E’ evidente che sul versante dell’accettazione culturale debba essere fatto ancora molto. Dobbiamo impegnarci tutti per fare sì che avvenga questo cambiamento di mentalità. E’ ora che anche gli uomini contribuiscano al lavoro di cura e di educazione, in modo tale che ci possa essere una qualità della vita più equa ed equilibrata per tutti i familiari.”

Analizzando le singole condizioni di lavoro si nota che, nonostante più della metà dei dipendenti siano donne, una percentuale maggiore di queste ultime siano precarie: infatti, il 72% ha un contratto a tempo indeterminato contro l’81% degli uomini; il 10% delle donne lavora in base ad un concorso o selezione a tempo determinato contro il 4% degli uomini.

Una differenza netta emerge dallo studio condotto dall’Astat anche per quanto riguarda la distribuzione tra i generi delle professioni esercitate; anche qui si notano l classici schemi mentali con una forte presenza di donne nei settori sociali, specialmente nell’ambito della scuola e dell’educazione. Rimangono invece prevalentemente maschili i comparti tecnici, come ispettore tecnico del lavoro, vigile del fuoco, ispettore forestale, etc.

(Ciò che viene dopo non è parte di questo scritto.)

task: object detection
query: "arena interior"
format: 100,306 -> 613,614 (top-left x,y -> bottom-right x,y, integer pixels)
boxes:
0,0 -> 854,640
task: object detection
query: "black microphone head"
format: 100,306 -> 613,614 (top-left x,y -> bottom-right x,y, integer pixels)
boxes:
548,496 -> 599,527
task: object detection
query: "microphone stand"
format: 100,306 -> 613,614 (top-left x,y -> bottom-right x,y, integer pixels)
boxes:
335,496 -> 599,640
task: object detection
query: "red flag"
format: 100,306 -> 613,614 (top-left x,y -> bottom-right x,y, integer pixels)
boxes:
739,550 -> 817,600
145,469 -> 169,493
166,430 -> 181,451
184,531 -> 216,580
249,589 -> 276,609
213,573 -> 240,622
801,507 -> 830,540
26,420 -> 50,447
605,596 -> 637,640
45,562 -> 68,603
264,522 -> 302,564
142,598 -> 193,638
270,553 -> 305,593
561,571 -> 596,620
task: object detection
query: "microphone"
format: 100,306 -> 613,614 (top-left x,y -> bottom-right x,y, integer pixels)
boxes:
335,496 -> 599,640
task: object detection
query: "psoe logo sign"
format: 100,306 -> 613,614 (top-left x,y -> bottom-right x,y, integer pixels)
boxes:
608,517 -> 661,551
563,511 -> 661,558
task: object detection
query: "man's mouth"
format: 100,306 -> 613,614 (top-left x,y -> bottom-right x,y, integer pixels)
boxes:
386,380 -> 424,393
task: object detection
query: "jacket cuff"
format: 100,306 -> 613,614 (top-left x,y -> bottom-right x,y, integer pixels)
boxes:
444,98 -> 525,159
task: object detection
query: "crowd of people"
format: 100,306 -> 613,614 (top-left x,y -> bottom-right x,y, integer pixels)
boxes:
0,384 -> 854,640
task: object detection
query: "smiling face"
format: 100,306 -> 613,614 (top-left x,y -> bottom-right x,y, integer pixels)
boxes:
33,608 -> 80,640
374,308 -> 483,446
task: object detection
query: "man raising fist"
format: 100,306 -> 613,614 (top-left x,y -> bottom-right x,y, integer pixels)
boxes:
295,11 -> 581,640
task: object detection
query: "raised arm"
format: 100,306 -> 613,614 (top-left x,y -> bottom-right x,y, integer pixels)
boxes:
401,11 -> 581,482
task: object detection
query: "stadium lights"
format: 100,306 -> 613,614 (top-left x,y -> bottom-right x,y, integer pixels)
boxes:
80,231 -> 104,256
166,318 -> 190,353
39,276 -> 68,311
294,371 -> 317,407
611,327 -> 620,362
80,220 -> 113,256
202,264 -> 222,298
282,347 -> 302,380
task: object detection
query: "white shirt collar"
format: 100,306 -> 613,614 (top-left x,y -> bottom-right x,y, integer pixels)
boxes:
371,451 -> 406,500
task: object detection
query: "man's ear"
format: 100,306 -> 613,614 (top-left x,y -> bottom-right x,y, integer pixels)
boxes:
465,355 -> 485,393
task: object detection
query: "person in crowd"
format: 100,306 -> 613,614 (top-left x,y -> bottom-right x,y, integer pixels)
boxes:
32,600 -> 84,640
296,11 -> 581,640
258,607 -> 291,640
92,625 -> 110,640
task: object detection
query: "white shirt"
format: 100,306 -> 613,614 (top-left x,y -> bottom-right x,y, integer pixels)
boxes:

Ed infine, anche nella retribuzione sono state evidenziate dallo studio delle divergenze di genere: la differenza sull’ammontare la fanno il ricorso alle ore straordinarie nonché dall’indennità di missione, ambedue più frequentemente fruite dai dipendenti maschi.

L’assessore Bizzo ha quindi concluso l’esposizione sottolineando che “Grazie ai dati statistici, che da ora in poi saranno soggetti a verifica annuale, si riuscirà ad incidere sugli svantaggi di genere unilaterali per giungere, negli anni a venire, ad un trattamento giusto ed eguale per tutti i dipendenti, in particolare per quanto concerne la copertura degli incarichi dirigenziali”.